Whoops: iOS 9 crashes Bluetooth Low Energy Apps

September 22, 2015
Box Internal Breakdown

iOS 9 is the most successful iOS update to date, with Apple reporting that around 52% of all iPhones are now running it. To the surprise of many, a lot of apps began crashing after users updated because of BLE changes in the release.There’s been a couple of changes to the APIs in the latest version that can crash an app. So if you’re building a BLE App, it’s important to know what effect this update has on your iOS App.

We’ve seen and gotten reports of many apps breaking, such as TI’s Multitool App. During the beta, a lot of apps such as those from Garmin, Kevo, Wahoo and Kinetic, and others crashed, some fixed before the public release.Apps that didn’t get tested during the iOS 9 beta are much more likely to crash.

The issue is that the retrievePeripherals: and retrieveConnectedPeripherals methods were deprecated back in iOS 7.0 and were removed completely in iOS 9.0. Apple states that apps that use these methods will crash on launch, or when pairing an accessory, a pretty significant issue (even if the app isn’t using that functionality).

  • Use retrievePeripheralsWithIdentifiers: instead of retrievePeripherals:
  • Use retrieveConnectedPeripheralsWithServices: instead of retrieveConnectedPeripherals:

Both of these functions were made available starting with iOS 7.0. Thankfully iOS9 is in 52% of devices while iOS8 is in 41%. Earlier devices are just 8%, and most of these are likely iOS7.0. Because of this, there’s little downside to stop using the old functions completely.

So how did this happen? Part of the problem is that Apple has promoted the old API in its best practices guides for developing Bluetooth apps, so unless developers were checking whether the API you were using was deprecated, developers used them. After all, who better than Apple to give the right approach.
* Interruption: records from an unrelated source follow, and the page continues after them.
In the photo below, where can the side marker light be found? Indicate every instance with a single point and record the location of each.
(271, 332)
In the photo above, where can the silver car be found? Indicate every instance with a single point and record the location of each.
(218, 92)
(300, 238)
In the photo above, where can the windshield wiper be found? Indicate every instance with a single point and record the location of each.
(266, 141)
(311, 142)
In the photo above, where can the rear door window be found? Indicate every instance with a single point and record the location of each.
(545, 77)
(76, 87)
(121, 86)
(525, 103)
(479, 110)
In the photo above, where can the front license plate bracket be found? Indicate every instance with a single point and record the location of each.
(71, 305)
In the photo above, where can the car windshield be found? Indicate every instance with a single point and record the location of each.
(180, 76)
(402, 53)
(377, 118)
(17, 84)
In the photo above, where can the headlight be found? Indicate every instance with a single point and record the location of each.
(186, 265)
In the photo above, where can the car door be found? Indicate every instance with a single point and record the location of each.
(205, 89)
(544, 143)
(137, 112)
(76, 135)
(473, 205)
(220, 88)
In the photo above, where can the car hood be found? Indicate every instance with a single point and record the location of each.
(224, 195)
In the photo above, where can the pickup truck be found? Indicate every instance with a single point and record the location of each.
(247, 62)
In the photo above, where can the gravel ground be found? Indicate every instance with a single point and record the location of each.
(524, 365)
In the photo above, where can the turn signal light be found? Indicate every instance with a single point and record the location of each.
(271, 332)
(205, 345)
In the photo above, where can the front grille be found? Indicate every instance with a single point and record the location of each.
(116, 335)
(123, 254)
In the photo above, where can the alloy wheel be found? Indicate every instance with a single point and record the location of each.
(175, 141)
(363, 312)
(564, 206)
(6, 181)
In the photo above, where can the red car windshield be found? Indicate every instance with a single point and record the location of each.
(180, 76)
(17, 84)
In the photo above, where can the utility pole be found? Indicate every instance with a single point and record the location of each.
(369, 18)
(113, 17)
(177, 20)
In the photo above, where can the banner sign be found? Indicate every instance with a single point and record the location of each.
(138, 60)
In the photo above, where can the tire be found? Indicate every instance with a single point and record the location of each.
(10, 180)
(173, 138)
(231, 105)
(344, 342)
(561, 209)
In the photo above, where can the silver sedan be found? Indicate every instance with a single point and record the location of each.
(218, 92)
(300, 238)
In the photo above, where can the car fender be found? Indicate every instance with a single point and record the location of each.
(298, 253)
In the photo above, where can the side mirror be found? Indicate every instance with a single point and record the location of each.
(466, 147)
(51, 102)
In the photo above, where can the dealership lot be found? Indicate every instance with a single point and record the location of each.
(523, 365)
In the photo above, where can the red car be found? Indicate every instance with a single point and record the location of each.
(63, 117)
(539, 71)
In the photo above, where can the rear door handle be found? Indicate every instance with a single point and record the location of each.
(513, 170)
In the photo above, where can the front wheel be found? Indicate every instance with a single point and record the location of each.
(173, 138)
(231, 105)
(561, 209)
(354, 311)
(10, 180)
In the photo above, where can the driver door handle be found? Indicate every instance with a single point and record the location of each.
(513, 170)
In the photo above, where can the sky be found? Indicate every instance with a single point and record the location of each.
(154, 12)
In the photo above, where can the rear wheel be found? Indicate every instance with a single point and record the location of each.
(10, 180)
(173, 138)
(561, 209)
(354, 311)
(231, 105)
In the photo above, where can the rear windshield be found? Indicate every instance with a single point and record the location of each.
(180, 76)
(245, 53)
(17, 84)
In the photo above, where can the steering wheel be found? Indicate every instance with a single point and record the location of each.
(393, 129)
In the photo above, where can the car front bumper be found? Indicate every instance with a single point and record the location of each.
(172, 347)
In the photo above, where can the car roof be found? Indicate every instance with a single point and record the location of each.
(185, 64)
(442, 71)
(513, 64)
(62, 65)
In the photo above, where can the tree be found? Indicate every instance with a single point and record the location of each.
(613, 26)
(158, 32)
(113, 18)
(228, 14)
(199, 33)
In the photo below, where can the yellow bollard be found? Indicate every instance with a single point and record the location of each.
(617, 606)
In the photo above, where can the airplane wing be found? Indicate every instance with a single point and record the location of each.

Unfortunately there’s going to be a lot of developers rushing at the last minute to fix their Apps, as well as a lot of unhappy customers.

So what’s the best way to approach to avoid these kind of issues in the future?

First it’s important to take advantage of the Beta releases from Apple. iOS 9 had several betas that immediately showed the issue, so it could be caught early. The second practice is to really check for any APIs that are deprecated during development. Apple’s documentation is pretty good on specifying any API that shouldn’t be used, even if their guides don’t get updated as often.